Chapter 2- P1
“I can’t believe you.” I mutter to Asaiah as we walk through the crowded marketplace.
“Just be thankful the priest is a man of piety.” His words are spoken so quietly, they barely reach my ears. As if the heat wasn’t enough, the bodies constantly swarming around us and my swelling frustration make Derbe seem to be the center of a blacksmith’s fire.
Althaia skips with us, completely unaware of our current horrifying situation, while holding our brother’s calloused hand.
“Where is the integrity that mother and father always spoke of when you were the subject? You’ve become impetuous and brainless! What are we going to do?” The fumes of my anger trail behind us, mixing with the heat.
“We can barely scrape together enough to buy our own food. This time we can’t get the money back magically!” I don’t remind him about the two times before this where he got us into a bad situation by lending money to the wrong people. Thankfully we were able to find a man to arbitrate in both cases and settle the stolen shekels. Asaiah takes it all in stride, letting me vent my anger and call him whatever it is that I desire. That’s why I can’t stay mad at him. He remains calm and collected while I am frustrated and insensible. The calm and the storm. It’s what mother and father used to always call us. Perhaps I should have outgrown my quick tongue by now, but it seems that the titles are still applicable to us. I sigh, and Althaia grabs my hand with her free one. Her touch offers a deep sense of consolation; it’s as though Asaiah’s calm is being transferred through her, one hand to the other.
“I just wish you would discern more properly. We are hungry and barely making any shekels as is.”

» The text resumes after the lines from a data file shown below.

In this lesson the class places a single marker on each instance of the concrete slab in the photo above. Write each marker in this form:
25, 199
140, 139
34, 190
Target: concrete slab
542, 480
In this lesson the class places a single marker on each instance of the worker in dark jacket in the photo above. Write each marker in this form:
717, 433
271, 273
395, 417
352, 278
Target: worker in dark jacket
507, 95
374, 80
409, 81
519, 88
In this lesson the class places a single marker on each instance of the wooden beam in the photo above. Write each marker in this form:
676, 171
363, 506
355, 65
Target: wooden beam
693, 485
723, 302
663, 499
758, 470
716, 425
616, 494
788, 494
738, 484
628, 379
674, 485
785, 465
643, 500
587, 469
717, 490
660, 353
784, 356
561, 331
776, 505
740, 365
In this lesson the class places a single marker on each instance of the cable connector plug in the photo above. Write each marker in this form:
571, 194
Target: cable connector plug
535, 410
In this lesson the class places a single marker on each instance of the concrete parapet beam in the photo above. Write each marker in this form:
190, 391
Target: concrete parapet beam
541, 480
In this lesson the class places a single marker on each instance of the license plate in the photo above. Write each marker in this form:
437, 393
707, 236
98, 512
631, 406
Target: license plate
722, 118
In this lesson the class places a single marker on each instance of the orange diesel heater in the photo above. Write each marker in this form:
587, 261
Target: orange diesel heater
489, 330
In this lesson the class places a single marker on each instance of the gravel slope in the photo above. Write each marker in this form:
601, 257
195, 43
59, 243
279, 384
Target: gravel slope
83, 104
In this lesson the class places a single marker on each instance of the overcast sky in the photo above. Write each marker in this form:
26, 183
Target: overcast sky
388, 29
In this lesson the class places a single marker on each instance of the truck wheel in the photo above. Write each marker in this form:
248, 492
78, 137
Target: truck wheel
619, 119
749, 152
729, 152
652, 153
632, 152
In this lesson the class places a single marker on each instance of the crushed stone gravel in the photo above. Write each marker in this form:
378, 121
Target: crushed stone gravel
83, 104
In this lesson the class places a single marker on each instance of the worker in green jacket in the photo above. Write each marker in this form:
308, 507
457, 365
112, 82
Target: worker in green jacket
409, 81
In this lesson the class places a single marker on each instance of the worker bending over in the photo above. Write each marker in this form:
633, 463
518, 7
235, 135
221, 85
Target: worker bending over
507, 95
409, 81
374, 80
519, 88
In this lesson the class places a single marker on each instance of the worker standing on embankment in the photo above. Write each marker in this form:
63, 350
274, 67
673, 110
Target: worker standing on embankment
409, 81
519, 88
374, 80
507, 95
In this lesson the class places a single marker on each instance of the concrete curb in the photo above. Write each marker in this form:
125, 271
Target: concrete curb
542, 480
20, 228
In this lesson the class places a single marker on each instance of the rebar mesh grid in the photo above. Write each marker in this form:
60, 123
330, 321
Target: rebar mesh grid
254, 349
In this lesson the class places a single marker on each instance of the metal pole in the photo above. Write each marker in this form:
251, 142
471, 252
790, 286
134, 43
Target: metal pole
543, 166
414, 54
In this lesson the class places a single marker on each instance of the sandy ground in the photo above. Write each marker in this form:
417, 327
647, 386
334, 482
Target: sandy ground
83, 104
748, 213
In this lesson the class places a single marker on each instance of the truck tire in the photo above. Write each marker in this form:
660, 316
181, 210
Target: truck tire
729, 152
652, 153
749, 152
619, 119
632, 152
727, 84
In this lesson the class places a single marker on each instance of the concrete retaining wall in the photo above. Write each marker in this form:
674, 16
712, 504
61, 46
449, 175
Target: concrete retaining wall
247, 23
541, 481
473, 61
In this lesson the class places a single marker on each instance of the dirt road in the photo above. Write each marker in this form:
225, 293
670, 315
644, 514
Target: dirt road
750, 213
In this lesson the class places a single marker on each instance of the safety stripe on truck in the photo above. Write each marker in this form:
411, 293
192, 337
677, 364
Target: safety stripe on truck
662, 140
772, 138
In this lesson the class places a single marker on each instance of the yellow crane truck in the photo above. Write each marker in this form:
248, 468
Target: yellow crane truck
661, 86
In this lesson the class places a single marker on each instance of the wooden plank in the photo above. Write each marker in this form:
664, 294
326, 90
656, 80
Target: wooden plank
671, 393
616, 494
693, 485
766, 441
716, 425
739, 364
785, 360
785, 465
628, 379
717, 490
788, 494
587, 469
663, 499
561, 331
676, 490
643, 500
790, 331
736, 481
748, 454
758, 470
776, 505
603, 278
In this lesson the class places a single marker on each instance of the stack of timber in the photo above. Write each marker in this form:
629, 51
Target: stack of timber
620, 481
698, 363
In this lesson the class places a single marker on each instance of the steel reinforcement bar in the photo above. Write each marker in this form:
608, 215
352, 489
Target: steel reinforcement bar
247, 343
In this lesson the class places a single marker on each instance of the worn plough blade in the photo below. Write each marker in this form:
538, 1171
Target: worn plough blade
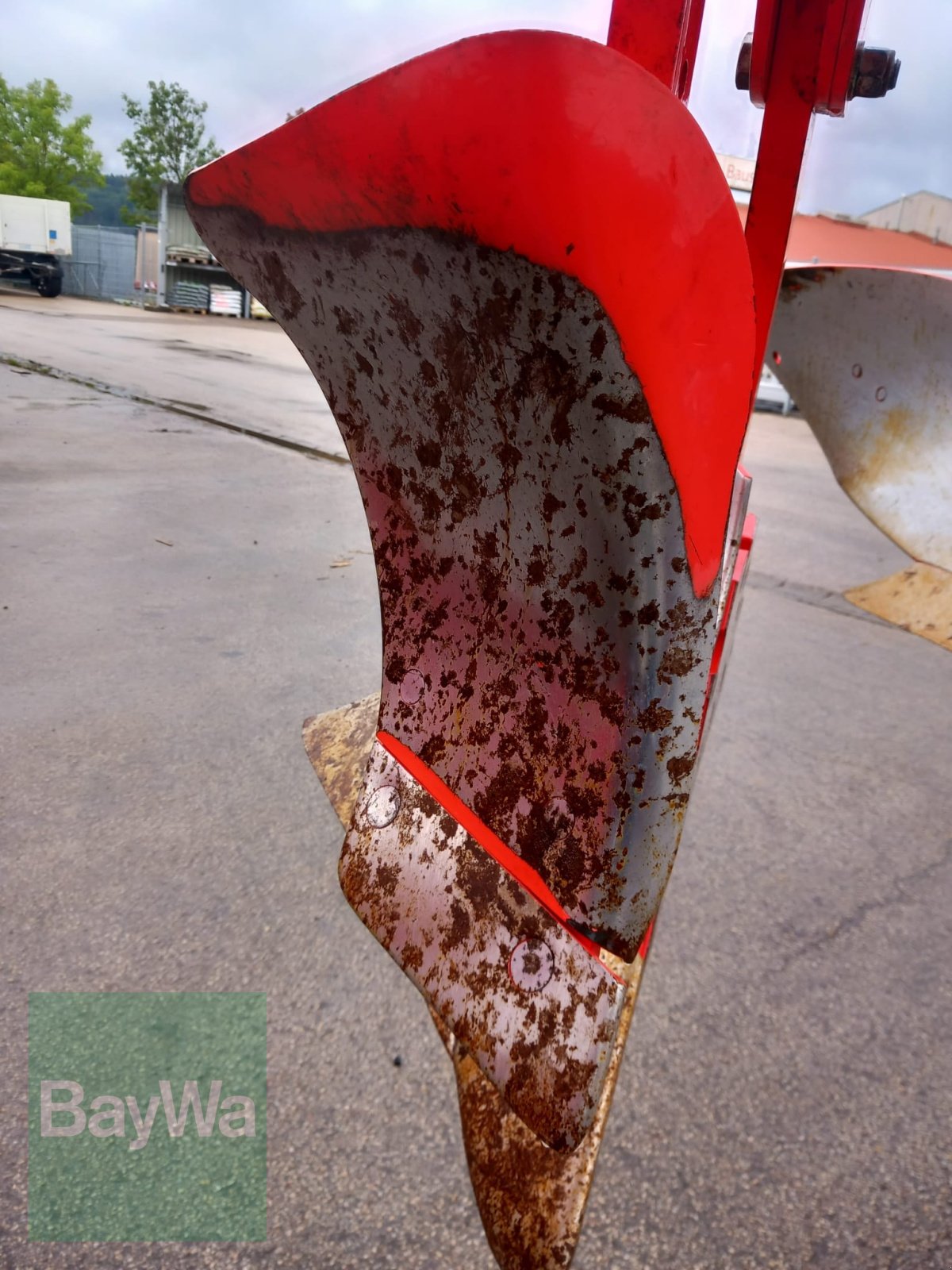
865, 355
517, 272
531, 1198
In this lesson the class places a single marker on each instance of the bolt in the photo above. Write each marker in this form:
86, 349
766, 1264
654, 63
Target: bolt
875, 71
384, 806
531, 965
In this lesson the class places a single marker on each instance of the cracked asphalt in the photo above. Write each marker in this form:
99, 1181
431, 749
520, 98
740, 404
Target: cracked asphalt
786, 1099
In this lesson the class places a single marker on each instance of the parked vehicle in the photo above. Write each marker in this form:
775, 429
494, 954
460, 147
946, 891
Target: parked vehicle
771, 394
35, 234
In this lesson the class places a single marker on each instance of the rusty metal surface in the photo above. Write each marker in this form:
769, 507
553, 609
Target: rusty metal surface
340, 745
919, 600
865, 353
535, 1010
545, 651
531, 1198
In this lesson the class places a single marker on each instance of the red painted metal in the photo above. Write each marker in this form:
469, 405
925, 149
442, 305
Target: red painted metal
801, 64
442, 143
662, 36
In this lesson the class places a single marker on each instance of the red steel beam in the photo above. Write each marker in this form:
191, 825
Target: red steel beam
662, 36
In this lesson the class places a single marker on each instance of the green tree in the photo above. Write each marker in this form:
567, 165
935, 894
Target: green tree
41, 154
167, 143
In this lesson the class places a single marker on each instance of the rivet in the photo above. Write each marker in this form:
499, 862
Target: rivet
531, 964
384, 806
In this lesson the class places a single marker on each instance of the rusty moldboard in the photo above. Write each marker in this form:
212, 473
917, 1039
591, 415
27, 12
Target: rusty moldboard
918, 598
531, 1198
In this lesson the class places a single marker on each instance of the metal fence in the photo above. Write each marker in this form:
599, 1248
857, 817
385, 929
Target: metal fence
103, 264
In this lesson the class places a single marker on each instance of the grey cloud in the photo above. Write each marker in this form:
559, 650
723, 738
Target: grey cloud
254, 64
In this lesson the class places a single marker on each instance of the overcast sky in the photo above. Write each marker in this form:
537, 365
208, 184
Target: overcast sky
254, 63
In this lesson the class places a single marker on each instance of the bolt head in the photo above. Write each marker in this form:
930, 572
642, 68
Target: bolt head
384, 806
531, 965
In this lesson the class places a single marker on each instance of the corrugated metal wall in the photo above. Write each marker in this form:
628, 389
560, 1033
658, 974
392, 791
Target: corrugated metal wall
103, 264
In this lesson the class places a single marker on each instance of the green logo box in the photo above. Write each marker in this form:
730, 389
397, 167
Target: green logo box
148, 1115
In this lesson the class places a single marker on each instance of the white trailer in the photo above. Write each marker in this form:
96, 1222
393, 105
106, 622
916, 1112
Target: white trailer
35, 235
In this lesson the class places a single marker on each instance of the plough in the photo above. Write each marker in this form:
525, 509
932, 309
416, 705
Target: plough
517, 272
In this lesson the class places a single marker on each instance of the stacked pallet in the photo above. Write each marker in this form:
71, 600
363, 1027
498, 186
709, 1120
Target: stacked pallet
190, 254
224, 300
190, 295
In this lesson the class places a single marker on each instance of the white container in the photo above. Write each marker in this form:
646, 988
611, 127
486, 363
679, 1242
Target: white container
35, 225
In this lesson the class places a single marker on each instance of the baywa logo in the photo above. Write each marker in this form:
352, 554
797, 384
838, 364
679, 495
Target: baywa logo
148, 1117
107, 1118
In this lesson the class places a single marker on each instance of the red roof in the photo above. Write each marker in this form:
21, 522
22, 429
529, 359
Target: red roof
824, 241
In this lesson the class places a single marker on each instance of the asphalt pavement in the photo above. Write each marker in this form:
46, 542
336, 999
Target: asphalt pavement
177, 598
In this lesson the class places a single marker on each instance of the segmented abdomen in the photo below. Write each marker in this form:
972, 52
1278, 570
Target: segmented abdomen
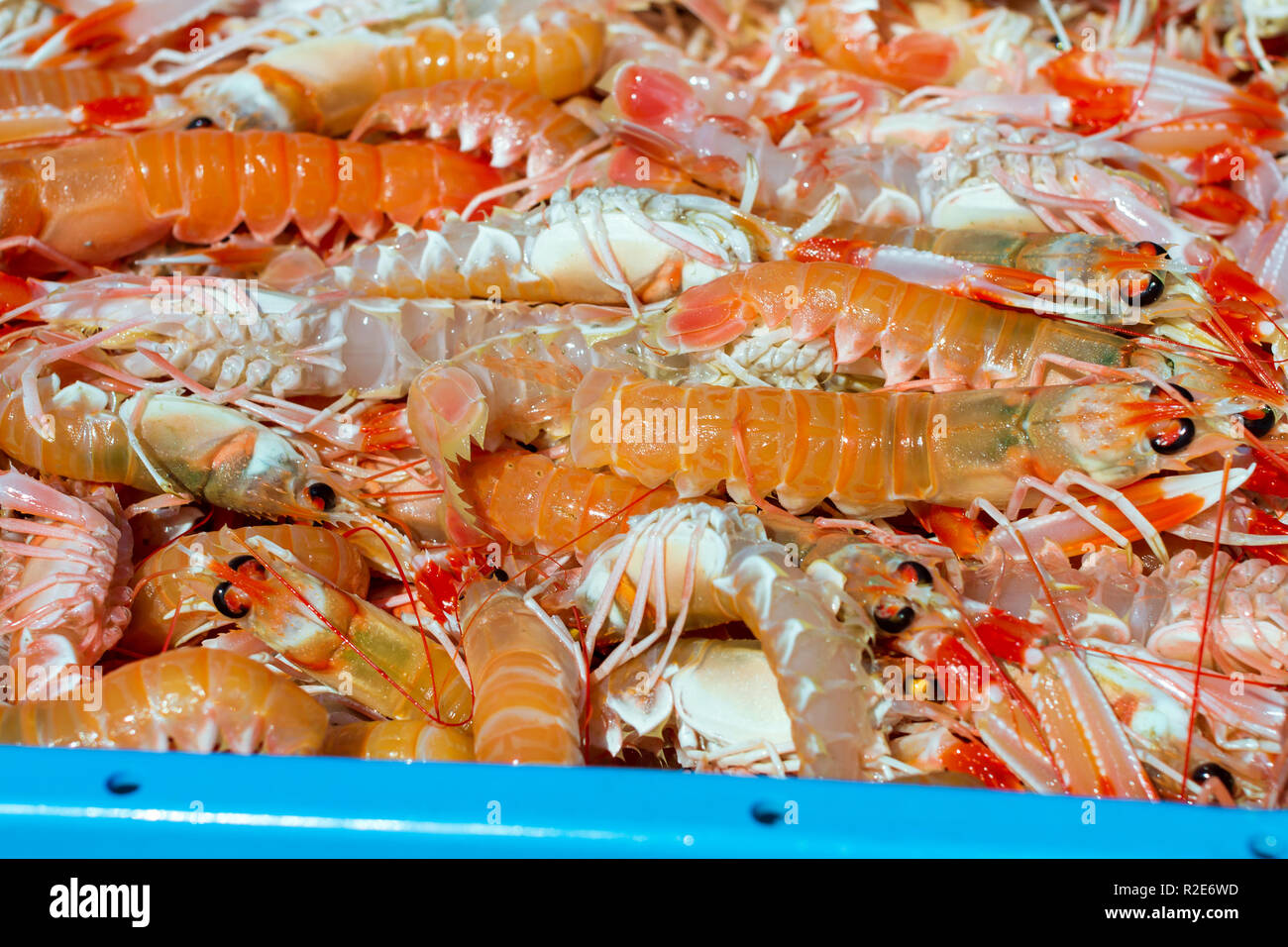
27, 89
863, 450
207, 182
194, 699
86, 445
917, 331
531, 500
527, 682
559, 59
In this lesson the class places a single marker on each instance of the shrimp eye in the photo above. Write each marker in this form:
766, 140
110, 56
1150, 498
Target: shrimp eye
230, 602
322, 496
893, 615
1258, 421
239, 564
1210, 771
1151, 292
1157, 392
913, 571
1177, 437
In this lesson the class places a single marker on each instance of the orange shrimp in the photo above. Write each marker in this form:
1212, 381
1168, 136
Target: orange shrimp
196, 699
399, 740
853, 40
99, 200
340, 639
528, 684
326, 84
918, 331
44, 103
484, 114
172, 591
874, 453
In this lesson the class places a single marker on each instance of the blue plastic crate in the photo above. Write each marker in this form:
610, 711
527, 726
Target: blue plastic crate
102, 802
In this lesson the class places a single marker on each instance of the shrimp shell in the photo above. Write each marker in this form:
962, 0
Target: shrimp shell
592, 248
506, 120
95, 201
871, 451
399, 740
326, 84
194, 699
171, 587
528, 684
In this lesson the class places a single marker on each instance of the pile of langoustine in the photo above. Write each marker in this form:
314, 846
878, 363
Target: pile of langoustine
859, 390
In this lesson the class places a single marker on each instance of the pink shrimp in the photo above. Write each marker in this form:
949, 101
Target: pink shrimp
64, 589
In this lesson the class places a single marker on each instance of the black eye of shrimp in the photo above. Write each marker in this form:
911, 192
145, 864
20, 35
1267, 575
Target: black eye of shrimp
322, 496
893, 615
1177, 437
1153, 290
1210, 771
913, 571
1258, 421
230, 600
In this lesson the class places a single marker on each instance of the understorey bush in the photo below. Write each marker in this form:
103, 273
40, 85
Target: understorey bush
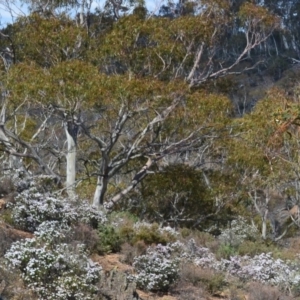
239, 231
33, 207
157, 270
52, 268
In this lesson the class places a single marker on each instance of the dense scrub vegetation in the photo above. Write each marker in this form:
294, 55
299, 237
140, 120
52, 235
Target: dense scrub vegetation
169, 137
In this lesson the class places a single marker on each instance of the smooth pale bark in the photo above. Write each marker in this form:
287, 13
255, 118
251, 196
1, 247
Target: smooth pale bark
14, 161
71, 162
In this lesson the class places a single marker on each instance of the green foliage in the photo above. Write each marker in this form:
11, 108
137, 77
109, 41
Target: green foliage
151, 234
109, 239
225, 251
252, 248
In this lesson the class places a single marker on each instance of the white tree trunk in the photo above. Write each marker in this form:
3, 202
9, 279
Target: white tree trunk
71, 164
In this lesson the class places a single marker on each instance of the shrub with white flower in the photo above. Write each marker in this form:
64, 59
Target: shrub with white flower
239, 231
33, 207
156, 270
265, 269
53, 269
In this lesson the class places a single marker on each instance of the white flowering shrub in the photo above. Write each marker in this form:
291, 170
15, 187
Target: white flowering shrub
53, 269
262, 268
201, 256
157, 269
33, 207
239, 231
265, 269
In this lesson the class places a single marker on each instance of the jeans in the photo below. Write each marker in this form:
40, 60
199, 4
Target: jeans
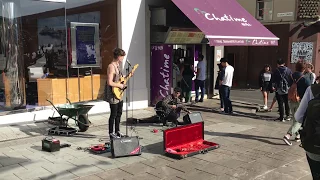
221, 98
294, 129
115, 116
199, 84
226, 98
283, 99
314, 167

“I know. But while we may be hungry, we aren’t starving, and the man on the corner is. We always have something to give, he has nothing.” Asaiah has a formidable voice, fit for a leader, and it draws me to his shelter, calming me.
Althaia chimes in now that the conversation is lighter. “Yeah, we do have stuff. We have a lamb.” I give her a sad smile. Neither Asaiah or I have the gut to tell her that our “lamb” is just a cotton toy. At times, she speaks so vividly of it, it’s almost creepy. We both thought she would have become too old for such play by now, but she continues to prove our assumptions wrong almost every time we make a guessing game out of her imaginations.